5 May 2025
Pita is a type of flat, hollow, unleavened bread, often filled with meat or other ingredients, that is associated with Middle Eastern or Balkan cuisine. Its use in English was relatively uncommon before the 1980s, but examples can be found from the 1930s.
It was borrowed into English from several languages, each case depending on the cuisine being described: Hebrew פיתה (pittah), Greek πίτα or πίττα (pita, pitta), and Serbo-Croation pita. The Greek word can be dated to the early twelfth century CE, but it does not seem to have an ancient Greek root. Pita has cognates in a variety of languages, but the connections between these cognates cannot be clearly established. Ultimate origins in Aramaic, Illyrian, and Proto-Germanic have been suggested, but these are speculative.

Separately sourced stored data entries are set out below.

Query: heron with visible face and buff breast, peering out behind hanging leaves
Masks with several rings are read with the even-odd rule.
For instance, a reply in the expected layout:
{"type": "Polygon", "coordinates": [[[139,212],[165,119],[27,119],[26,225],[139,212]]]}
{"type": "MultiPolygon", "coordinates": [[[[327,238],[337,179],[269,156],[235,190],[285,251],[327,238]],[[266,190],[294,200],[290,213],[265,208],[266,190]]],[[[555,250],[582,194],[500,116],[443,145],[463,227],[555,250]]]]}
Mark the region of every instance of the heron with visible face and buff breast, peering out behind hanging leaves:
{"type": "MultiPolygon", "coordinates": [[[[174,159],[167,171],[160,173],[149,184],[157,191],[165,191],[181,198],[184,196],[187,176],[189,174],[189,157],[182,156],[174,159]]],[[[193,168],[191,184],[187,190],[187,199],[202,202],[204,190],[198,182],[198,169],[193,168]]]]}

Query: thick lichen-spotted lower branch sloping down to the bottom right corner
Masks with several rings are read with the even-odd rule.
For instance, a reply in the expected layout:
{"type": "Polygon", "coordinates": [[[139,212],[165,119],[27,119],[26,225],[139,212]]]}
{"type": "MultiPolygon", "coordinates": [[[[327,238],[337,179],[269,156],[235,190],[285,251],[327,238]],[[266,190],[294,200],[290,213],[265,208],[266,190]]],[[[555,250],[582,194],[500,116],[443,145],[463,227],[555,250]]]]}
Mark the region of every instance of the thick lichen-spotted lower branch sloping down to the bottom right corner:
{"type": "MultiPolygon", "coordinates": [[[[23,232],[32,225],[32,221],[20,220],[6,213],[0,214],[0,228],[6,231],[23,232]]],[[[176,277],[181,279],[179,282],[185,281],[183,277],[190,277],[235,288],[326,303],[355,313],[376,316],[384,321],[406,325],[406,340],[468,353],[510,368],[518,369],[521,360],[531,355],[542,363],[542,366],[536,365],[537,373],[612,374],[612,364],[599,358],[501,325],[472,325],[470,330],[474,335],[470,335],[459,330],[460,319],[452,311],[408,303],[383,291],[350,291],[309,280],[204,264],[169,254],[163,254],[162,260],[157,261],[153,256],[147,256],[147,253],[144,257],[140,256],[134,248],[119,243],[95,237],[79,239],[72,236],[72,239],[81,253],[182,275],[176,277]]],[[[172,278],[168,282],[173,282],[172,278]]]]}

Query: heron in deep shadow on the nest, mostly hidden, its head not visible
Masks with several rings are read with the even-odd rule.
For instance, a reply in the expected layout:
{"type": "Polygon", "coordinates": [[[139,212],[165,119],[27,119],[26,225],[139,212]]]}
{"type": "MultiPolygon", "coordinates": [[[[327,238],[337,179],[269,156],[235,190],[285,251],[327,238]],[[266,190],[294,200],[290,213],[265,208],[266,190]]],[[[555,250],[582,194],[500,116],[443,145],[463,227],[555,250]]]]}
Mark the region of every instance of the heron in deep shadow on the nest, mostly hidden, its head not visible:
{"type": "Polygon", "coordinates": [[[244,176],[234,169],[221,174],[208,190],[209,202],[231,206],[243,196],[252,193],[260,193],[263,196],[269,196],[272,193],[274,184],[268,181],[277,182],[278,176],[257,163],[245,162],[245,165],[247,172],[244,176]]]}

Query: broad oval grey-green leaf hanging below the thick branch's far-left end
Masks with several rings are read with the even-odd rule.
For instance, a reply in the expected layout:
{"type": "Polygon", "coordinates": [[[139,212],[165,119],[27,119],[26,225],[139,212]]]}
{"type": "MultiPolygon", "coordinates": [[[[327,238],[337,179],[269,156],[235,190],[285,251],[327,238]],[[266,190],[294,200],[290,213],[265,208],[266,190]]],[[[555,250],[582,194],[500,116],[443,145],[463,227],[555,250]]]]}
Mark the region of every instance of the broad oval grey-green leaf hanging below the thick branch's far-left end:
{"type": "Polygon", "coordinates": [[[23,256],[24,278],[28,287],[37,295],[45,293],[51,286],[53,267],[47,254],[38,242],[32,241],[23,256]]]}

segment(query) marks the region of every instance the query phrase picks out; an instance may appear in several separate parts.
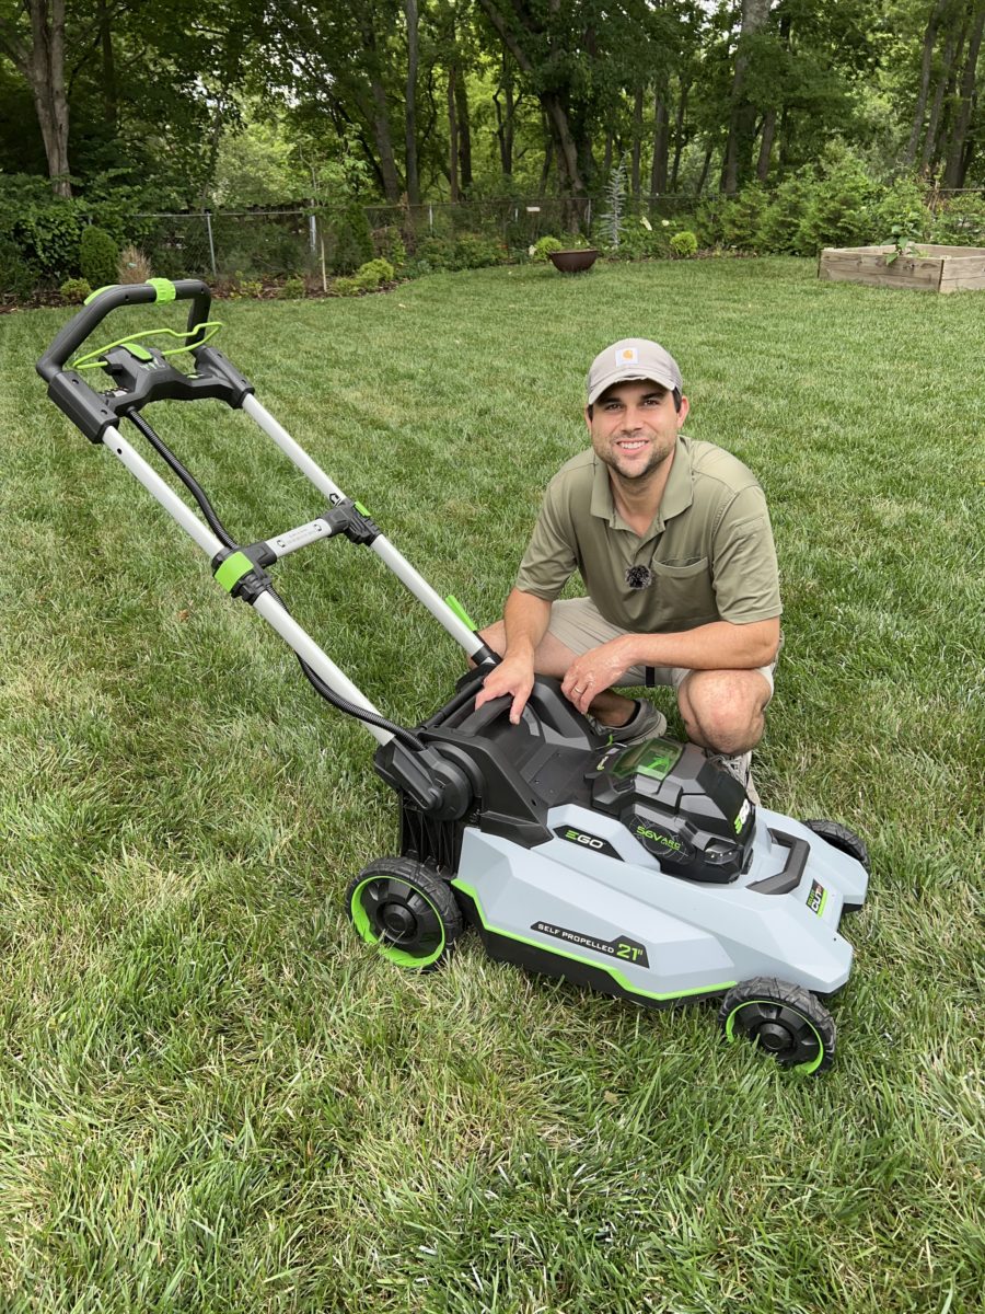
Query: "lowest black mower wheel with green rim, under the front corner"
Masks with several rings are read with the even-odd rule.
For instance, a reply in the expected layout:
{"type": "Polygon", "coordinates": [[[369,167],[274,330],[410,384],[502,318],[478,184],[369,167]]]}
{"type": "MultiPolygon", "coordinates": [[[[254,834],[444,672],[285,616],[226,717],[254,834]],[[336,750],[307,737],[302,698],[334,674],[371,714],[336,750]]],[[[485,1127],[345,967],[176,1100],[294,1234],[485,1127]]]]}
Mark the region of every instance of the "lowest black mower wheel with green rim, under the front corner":
{"type": "Polygon", "coordinates": [[[834,1021],[827,1009],[800,986],[775,976],[756,976],[725,996],[718,1021],[725,1037],[745,1037],[795,1072],[826,1071],[834,1062],[834,1021]]]}

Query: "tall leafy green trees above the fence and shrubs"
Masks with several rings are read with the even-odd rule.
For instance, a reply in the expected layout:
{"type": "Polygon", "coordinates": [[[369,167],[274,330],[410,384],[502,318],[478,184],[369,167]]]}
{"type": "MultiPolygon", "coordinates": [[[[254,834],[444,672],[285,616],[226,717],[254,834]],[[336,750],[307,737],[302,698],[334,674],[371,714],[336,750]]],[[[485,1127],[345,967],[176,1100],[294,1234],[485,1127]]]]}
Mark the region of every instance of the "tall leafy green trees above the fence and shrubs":
{"type": "Polygon", "coordinates": [[[158,205],[985,181],[985,0],[0,0],[0,172],[158,205]],[[280,192],[280,196],[273,193],[280,192]],[[292,194],[293,193],[293,194],[292,194]]]}

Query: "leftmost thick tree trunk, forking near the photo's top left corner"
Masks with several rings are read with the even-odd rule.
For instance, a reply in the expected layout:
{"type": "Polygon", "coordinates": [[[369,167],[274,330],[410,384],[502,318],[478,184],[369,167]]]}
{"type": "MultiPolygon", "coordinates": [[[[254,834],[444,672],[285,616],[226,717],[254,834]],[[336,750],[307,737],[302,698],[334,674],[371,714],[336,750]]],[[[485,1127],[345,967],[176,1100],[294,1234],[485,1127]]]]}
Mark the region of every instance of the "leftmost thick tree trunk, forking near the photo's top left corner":
{"type": "Polygon", "coordinates": [[[70,197],[68,97],[64,83],[64,0],[26,0],[32,43],[25,46],[16,29],[0,18],[0,50],[30,87],[47,172],[55,196],[70,197]]]}

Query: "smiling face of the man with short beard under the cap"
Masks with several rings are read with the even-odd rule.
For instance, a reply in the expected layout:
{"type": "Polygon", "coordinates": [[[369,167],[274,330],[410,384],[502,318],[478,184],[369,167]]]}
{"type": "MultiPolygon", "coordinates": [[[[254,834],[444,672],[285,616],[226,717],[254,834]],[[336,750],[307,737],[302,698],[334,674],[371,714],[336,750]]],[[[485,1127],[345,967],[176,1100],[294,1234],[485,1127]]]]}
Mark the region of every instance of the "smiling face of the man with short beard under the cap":
{"type": "Polygon", "coordinates": [[[645,480],[667,460],[687,418],[687,397],[674,409],[674,394],[638,380],[613,384],[584,418],[600,461],[624,480],[645,480]]]}

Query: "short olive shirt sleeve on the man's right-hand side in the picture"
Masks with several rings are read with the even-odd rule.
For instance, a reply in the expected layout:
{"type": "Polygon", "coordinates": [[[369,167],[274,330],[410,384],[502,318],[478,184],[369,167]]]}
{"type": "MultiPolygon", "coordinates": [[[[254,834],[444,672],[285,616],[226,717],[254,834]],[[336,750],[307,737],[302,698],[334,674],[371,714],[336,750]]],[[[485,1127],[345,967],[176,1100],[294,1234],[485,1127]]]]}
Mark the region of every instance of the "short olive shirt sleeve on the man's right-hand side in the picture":
{"type": "Polygon", "coordinates": [[[745,625],[779,616],[776,548],[762,489],[743,489],[733,498],[712,544],[712,587],[721,619],[745,625]]]}

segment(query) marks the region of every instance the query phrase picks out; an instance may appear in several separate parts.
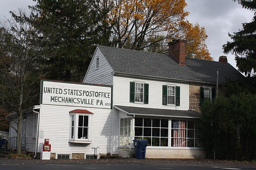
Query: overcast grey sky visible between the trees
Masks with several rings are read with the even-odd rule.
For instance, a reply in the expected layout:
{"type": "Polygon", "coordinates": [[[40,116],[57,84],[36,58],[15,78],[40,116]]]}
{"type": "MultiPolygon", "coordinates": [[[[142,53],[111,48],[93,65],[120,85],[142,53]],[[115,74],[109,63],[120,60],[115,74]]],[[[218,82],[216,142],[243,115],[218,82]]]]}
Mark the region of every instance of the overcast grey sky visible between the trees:
{"type": "MultiPolygon", "coordinates": [[[[242,29],[242,23],[251,22],[253,12],[243,9],[241,5],[232,0],[186,0],[189,13],[188,21],[200,26],[204,26],[208,38],[206,45],[215,61],[219,60],[222,53],[222,45],[231,41],[228,33],[233,33],[242,29]]],[[[17,7],[34,5],[32,0],[0,0],[0,21],[5,15],[9,17],[9,11],[17,7]]],[[[234,55],[226,55],[228,63],[236,68],[234,55]]]]}

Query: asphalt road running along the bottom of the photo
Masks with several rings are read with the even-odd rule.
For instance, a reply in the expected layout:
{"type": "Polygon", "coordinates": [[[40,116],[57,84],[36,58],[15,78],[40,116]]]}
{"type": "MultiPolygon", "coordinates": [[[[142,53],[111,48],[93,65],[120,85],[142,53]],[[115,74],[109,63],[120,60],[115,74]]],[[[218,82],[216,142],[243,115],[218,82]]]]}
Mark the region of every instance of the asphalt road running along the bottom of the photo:
{"type": "Polygon", "coordinates": [[[222,170],[222,169],[256,169],[255,163],[219,161],[211,159],[5,159],[0,158],[0,170],[38,169],[189,169],[189,170],[222,170]]]}

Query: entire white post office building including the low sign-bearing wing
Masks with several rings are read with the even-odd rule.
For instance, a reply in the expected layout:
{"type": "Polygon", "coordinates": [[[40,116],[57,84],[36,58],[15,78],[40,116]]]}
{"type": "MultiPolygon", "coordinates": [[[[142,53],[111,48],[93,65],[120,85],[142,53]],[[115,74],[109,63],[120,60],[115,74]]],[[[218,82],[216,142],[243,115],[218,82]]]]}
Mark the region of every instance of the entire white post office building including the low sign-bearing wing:
{"type": "Polygon", "coordinates": [[[95,148],[127,157],[132,140],[145,139],[146,158],[204,158],[200,103],[243,75],[225,56],[185,58],[185,46],[174,41],[169,54],[97,46],[83,83],[42,80],[40,105],[23,111],[24,148],[40,153],[49,139],[51,159],[90,159],[95,148]]]}

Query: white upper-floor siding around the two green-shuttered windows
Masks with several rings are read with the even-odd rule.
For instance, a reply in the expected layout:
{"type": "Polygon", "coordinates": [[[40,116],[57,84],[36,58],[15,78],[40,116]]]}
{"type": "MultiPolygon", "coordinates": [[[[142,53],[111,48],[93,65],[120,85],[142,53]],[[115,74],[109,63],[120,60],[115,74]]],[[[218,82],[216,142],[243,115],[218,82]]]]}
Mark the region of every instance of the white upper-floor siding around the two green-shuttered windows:
{"type": "Polygon", "coordinates": [[[189,109],[189,84],[114,76],[113,105],[172,109],[172,110],[188,110],[189,109]],[[143,82],[143,83],[149,84],[148,104],[130,102],[130,82],[131,81],[143,82]],[[166,84],[180,86],[180,106],[162,105],[162,93],[163,93],[162,87],[163,85],[166,85],[166,84]]]}

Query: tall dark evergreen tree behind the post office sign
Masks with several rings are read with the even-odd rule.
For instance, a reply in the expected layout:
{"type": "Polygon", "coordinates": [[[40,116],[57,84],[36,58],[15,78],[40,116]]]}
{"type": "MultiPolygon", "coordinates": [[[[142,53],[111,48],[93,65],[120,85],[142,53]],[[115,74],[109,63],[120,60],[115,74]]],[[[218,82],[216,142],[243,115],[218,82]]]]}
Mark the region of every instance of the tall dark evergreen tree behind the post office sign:
{"type": "MultiPolygon", "coordinates": [[[[38,20],[47,27],[43,33],[54,30],[52,47],[56,55],[46,59],[51,71],[47,78],[80,82],[84,78],[96,45],[107,45],[108,10],[96,1],[34,0],[31,6],[38,20]]],[[[41,26],[38,27],[39,29],[41,26]]]]}

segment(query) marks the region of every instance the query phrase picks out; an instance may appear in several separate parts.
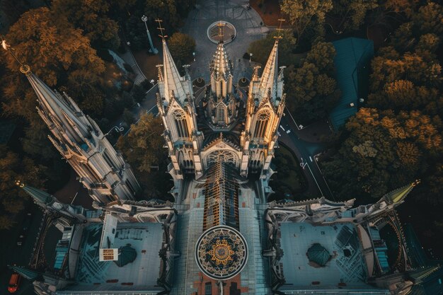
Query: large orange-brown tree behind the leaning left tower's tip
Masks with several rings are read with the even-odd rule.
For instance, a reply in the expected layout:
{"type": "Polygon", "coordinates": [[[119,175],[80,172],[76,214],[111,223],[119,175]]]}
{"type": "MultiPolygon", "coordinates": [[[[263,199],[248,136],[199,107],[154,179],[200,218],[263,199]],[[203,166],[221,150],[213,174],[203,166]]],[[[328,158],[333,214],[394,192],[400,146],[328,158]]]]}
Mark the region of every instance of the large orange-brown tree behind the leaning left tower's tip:
{"type": "MultiPolygon", "coordinates": [[[[18,59],[29,64],[31,70],[49,86],[76,69],[89,69],[94,74],[105,70],[103,61],[91,48],[87,37],[63,16],[54,15],[48,8],[23,13],[6,35],[8,44],[16,50],[18,59]]],[[[6,66],[13,72],[18,64],[6,54],[6,66]]]]}

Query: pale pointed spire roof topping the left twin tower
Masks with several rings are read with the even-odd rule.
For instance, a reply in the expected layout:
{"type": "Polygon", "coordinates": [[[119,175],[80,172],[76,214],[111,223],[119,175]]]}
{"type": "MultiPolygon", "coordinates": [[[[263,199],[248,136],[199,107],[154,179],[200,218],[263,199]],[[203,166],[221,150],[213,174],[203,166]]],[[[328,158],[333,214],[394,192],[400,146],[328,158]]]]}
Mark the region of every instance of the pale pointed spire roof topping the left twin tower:
{"type": "Polygon", "coordinates": [[[163,79],[165,88],[165,98],[169,100],[173,91],[174,96],[183,103],[186,98],[185,88],[182,85],[182,79],[174,63],[171,52],[169,52],[166,40],[163,38],[163,79]]]}

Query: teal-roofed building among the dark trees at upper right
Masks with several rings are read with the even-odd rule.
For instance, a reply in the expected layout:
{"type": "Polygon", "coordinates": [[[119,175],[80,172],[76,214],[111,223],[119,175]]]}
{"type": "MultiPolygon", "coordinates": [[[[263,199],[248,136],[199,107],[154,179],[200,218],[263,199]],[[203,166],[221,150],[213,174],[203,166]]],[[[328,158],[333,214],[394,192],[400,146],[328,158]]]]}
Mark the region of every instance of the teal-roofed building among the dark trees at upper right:
{"type": "Polygon", "coordinates": [[[372,40],[350,37],[334,41],[333,45],[337,52],[334,59],[335,79],[342,96],[330,111],[329,118],[330,125],[338,130],[357,112],[362,103],[360,98],[367,98],[374,43],[372,40]]]}

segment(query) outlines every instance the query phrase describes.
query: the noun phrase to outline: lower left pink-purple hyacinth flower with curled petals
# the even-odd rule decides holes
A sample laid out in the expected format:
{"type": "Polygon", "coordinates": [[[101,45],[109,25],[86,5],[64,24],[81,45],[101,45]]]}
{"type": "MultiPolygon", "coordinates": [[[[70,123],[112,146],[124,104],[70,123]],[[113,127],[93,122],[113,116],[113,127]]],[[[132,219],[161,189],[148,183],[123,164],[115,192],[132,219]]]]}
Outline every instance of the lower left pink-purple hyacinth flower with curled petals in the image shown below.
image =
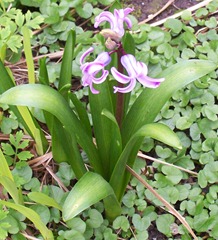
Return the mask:
{"type": "Polygon", "coordinates": [[[94,51],[93,47],[90,47],[84,52],[80,58],[80,69],[82,70],[82,85],[89,86],[93,94],[98,94],[99,91],[93,87],[93,83],[100,84],[104,82],[108,76],[108,71],[104,69],[110,61],[111,57],[108,52],[102,52],[93,62],[84,63],[85,58],[94,51]],[[96,77],[98,73],[101,73],[99,77],[96,77]]]}

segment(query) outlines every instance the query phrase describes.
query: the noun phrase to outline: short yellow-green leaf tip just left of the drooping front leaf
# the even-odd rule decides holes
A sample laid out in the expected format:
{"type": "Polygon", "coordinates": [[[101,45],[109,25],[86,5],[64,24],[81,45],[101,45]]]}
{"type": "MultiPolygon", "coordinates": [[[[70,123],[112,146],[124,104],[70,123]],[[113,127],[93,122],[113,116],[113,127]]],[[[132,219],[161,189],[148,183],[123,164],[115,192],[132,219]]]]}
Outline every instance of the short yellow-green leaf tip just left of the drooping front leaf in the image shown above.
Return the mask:
{"type": "Polygon", "coordinates": [[[42,205],[46,205],[49,207],[54,207],[54,208],[59,209],[60,211],[62,210],[61,206],[53,198],[47,196],[44,193],[30,192],[28,194],[28,197],[36,203],[40,203],[42,205]]]}

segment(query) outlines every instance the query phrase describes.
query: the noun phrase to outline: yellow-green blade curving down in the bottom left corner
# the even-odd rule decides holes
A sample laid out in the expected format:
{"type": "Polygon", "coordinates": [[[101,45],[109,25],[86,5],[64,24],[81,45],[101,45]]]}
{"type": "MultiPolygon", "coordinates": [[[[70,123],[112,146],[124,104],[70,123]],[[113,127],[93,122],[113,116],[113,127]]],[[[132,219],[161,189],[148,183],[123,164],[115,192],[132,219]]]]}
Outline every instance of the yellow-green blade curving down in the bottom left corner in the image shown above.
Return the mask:
{"type": "Polygon", "coordinates": [[[53,240],[54,239],[52,232],[45,226],[45,224],[42,222],[39,215],[35,211],[33,211],[32,209],[27,208],[25,206],[11,203],[11,202],[6,202],[3,200],[0,200],[0,203],[9,208],[13,208],[16,211],[23,214],[24,216],[26,216],[30,221],[33,222],[35,227],[41,232],[41,234],[45,240],[53,240]]]}

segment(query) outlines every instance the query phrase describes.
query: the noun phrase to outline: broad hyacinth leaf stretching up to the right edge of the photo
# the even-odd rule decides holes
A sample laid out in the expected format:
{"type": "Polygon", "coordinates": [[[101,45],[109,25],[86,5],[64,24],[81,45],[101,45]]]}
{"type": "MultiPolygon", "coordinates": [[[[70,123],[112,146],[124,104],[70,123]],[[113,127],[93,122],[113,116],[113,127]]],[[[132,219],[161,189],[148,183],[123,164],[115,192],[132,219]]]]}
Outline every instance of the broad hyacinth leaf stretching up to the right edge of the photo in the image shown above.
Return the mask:
{"type": "Polygon", "coordinates": [[[210,73],[216,67],[211,61],[189,60],[164,70],[160,75],[165,77],[165,81],[156,89],[145,89],[127,114],[122,127],[124,145],[140,127],[154,121],[174,92],[210,73]]]}

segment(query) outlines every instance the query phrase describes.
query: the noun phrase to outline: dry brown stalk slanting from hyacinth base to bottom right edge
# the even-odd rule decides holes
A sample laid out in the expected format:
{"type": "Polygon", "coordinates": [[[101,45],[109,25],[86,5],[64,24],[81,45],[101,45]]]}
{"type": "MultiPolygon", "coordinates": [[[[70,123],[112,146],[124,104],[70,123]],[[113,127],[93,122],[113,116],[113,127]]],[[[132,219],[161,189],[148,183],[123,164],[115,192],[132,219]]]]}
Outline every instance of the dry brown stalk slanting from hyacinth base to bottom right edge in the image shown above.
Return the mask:
{"type": "Polygon", "coordinates": [[[179,221],[184,225],[184,227],[189,231],[189,233],[192,235],[192,237],[197,240],[197,236],[189,226],[188,222],[185,220],[185,218],[170,204],[168,203],[162,196],[160,196],[153,187],[151,187],[140,175],[138,175],[131,167],[126,165],[126,169],[136,178],[138,179],[154,196],[159,199],[166,208],[169,209],[170,213],[172,213],[179,221]]]}

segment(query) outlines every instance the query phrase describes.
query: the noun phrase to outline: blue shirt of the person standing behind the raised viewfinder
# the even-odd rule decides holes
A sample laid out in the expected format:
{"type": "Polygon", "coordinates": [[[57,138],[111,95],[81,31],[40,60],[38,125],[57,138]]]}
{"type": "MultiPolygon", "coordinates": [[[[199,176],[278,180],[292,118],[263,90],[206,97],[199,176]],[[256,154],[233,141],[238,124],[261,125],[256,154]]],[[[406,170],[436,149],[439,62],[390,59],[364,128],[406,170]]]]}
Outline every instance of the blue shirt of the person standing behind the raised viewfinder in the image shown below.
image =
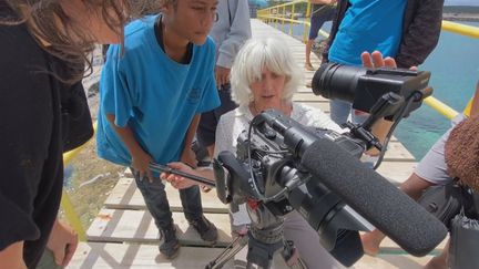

The earliest example in the Oxford English Dictionary is from the Palestine Post of 30 March 1936. It is found in an article about prisoners who built a radio tower outside of Jerusalem during British occupation of the territory:
Bread was Khalil’s greatest desire and dancing was his life. His bulging muscles produced a ravenous appetite which could never be satisfied. For a chunk of “pitah,” usually produced by Abraham, the Communist, Khalil would spend the lunch hour dancing. At this moments he was transformed from a hulking giant into a graceful dancer, whose splayed feet, writhing legs, sinuous hips, snaky arms, swaying body and joie de vivre expressed in six foot four the spirit of Oriental dancing.
Sources:
Lurie, J. Z. “Yussef, Khalil and Abraham.” Palestine Post (Jerusalem), 30 March 1936, 28/3–4. National Library of Israel.
Oxford English Dictionary, third edition, June 2006, s.v. pitta | pita, n.2.